Monthly Archives: October 2012

Blessings and curses

Blessing: school is canceled today because of flooding, high winds, icy roads. I have time to grade 23 more Kent assignments.

Curse: We may not be able to have rehearsal tonight. I shall have to post spies in the area to tell me if road conditions improve, as the big boss has said that I can go ahead with it if things get better.

How has Sandy affected you? Anything out your way?

Thoughts for production week

Some directors call it “Hell Week.” We don’t. The hellish part is hopefully past by now. :-)

Production week for me begins right now, this morning, when I’m alone with my thoughts and my butterflies. The coffee doesn’t taste as great or feel so good going down as it usually does.

I think back to the beginning of this month, when I received a Facebook message saying that my friend Jenn (the coordinator for everything having to do with the “Dinner” part of Dinner Theatre) and her family lost everything in a fire. Suddenly, my big show didn’t seem so big anymore. Perspective was dealt all around, and priorities changed. Still, in the back of my reptilian brain, I knew we had to soldier on.

Enter an amazing group of smart and committed women, who took over an enormous job (RtB fiend Country Mouse can attest to this) and made it run like a clock.

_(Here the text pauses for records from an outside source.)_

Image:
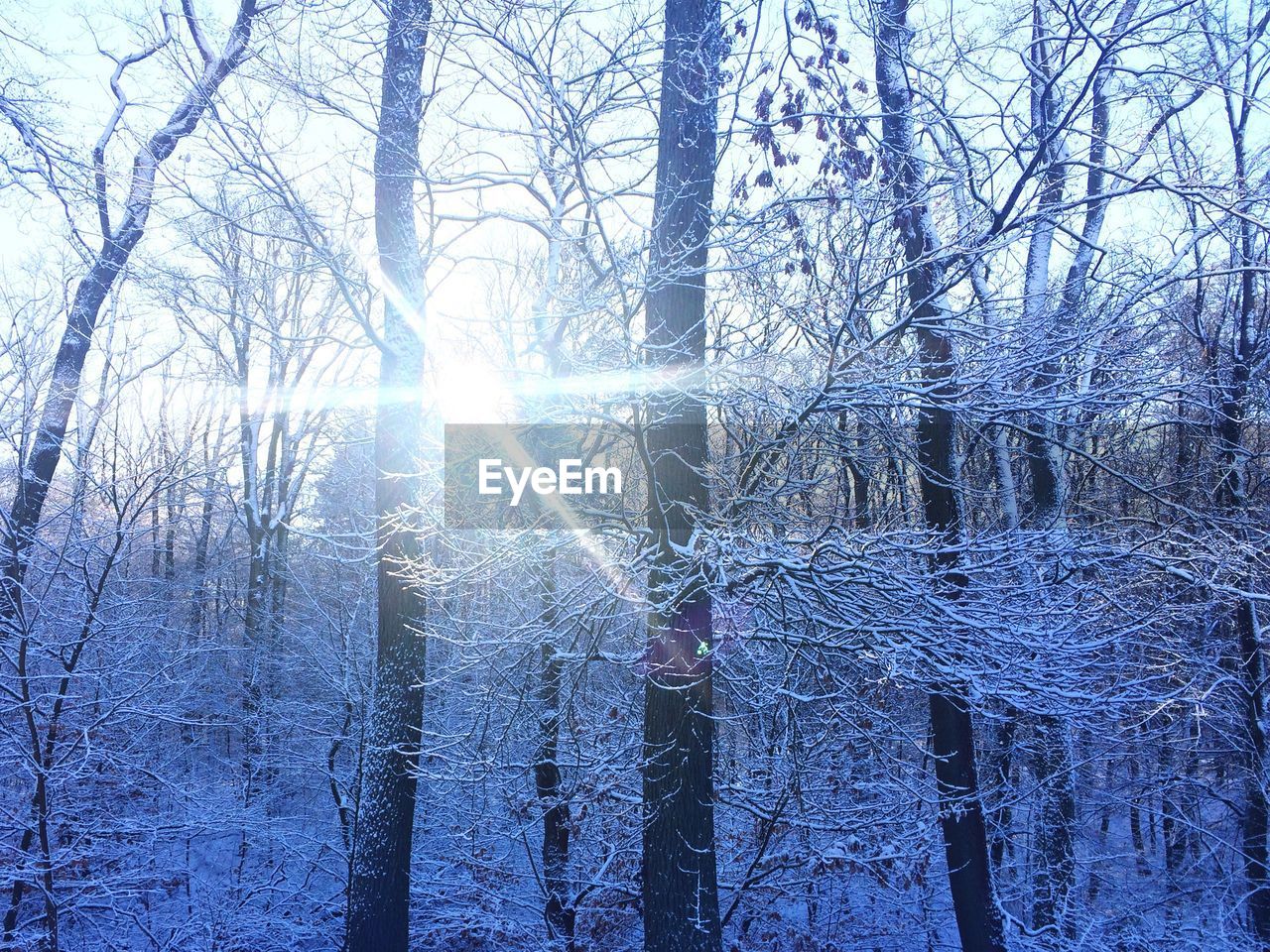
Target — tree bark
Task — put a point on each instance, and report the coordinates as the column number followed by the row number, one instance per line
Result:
column 978, row 916
column 117, row 246
column 680, row 888
column 379, row 898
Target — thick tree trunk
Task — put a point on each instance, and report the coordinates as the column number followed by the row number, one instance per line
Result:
column 965, row 841
column 680, row 888
column 379, row 900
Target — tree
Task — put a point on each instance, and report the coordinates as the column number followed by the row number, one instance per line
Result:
column 379, row 890
column 680, row 885
column 965, row 839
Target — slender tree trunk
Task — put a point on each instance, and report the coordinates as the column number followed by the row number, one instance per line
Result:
column 680, row 888
column 117, row 246
column 379, row 900
column 965, row 839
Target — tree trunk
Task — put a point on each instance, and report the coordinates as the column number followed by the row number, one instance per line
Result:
column 965, row 841
column 379, row 900
column 117, row 246
column 680, row 888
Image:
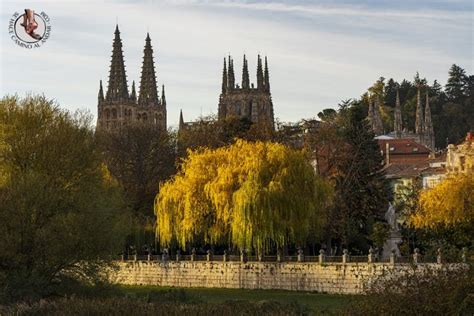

Everyone’s working together to make this monster fly, and 606 tickets later, they’re ready to put it all on the floor.

Now we have to do the show, and there’s precious little more I can do to make it much better. At some point this week, I will hand over the reins to the cast, and retire to my role as pit musician and nothing else. Giving up that control is difficult. :-D

In the big scheme of life, I suppose a theater production is small spuds. But to me, and hopefully to these young singers and dancers, it’s something special and life-changing. Anyone who’s ever been in a theater production gets it, right? I look at my seniors this year, and I think back to when they were 7th graders and I told them that doing theater is like a drug: once you experience it, you want more. I see it in their performances now; they love it. They’re hooked. I like that. And even if they never do another show in their lives, they’ll remember forever what it felt like to work with a troupe of like-minded people who get together to make art that hopefully brings some joy to folks. You can’t measure that.

Time, however — you can measure, and I’m clean out of it. Good to be back yapping at you. Have a great week — here we go!

FO

Ha ha. It is to laugh.

No, really. It’s funny, and I loved reading it.

Not the article, mind (although it’s, um…big, I’m sure), but rather some of the comments after the article. That right there was my coffee entertainment this morning.

Please don’t read meaning into anything — I’m not hating on The Donald. It doesn’t matter that I think he’s a cockadoody pompous arrogant jackarse whackjob with an orange face. It’s just that sometimes, the regular Joes and Janes of the world are better pundits than the ones on the payroll. That makes me happy. Cuz it’s funny.

Oompa loompa, doopah-dee doo. *sNOrT*

In other news: there cannot possibly be only a dozen days left till we open, with four nearly-sold-out shows, and when everything onstage is still horrible. :P

Looking back, looking ahead

What a nice weekend.

Everything turned out to be as perfect as could be, from the decorations to the ceremony to the reception to the day after. Even the music was decent. :-)

Although we obviously didn’t get any candids from the wedding itself, here are a couple of before-and-afters.

Fink at the church, playing ancient Chinese ballad called Too Ning.

The reception hall was a 100-year-old school building in a small rural town nearby. This photo was taken mid-setup (decorations beautifully designed by BFF Kay).

Jake and Justin, being great helpers as Kay and I cleared the center table so the dancing could start.

One of the best pictures of the night: the Thriller, lost in conversation with his little girl.

And we danced (and danced and danced) the night away.

Their joy was contagious.

Last I heard, they were about halfway to their honeymoon cabin in the mountains. It was a fantastic weekend of reuniting with family and great times with friends.

After the marathon clean-up of Saturday night, the Thriller took me on a day trip to Cleveland yesterday. It was lovely to get away one last time before the true madness of the next 14 days begins (that would be today).

We had some casino fun (and came home with more bones than we left with — score!), had lunch out, then stopped at the Rocky Mountain Chocolate Factory on the way home. What day that ends with chocolate cannot be called fabulous? I ask you.

So now: the look ahead. Kent State class begins tonight, and the push to opening (and Suzanne’s impending visit, YAY) begins tonight. Gonna be an interesting couple of weeks. Let’s roll!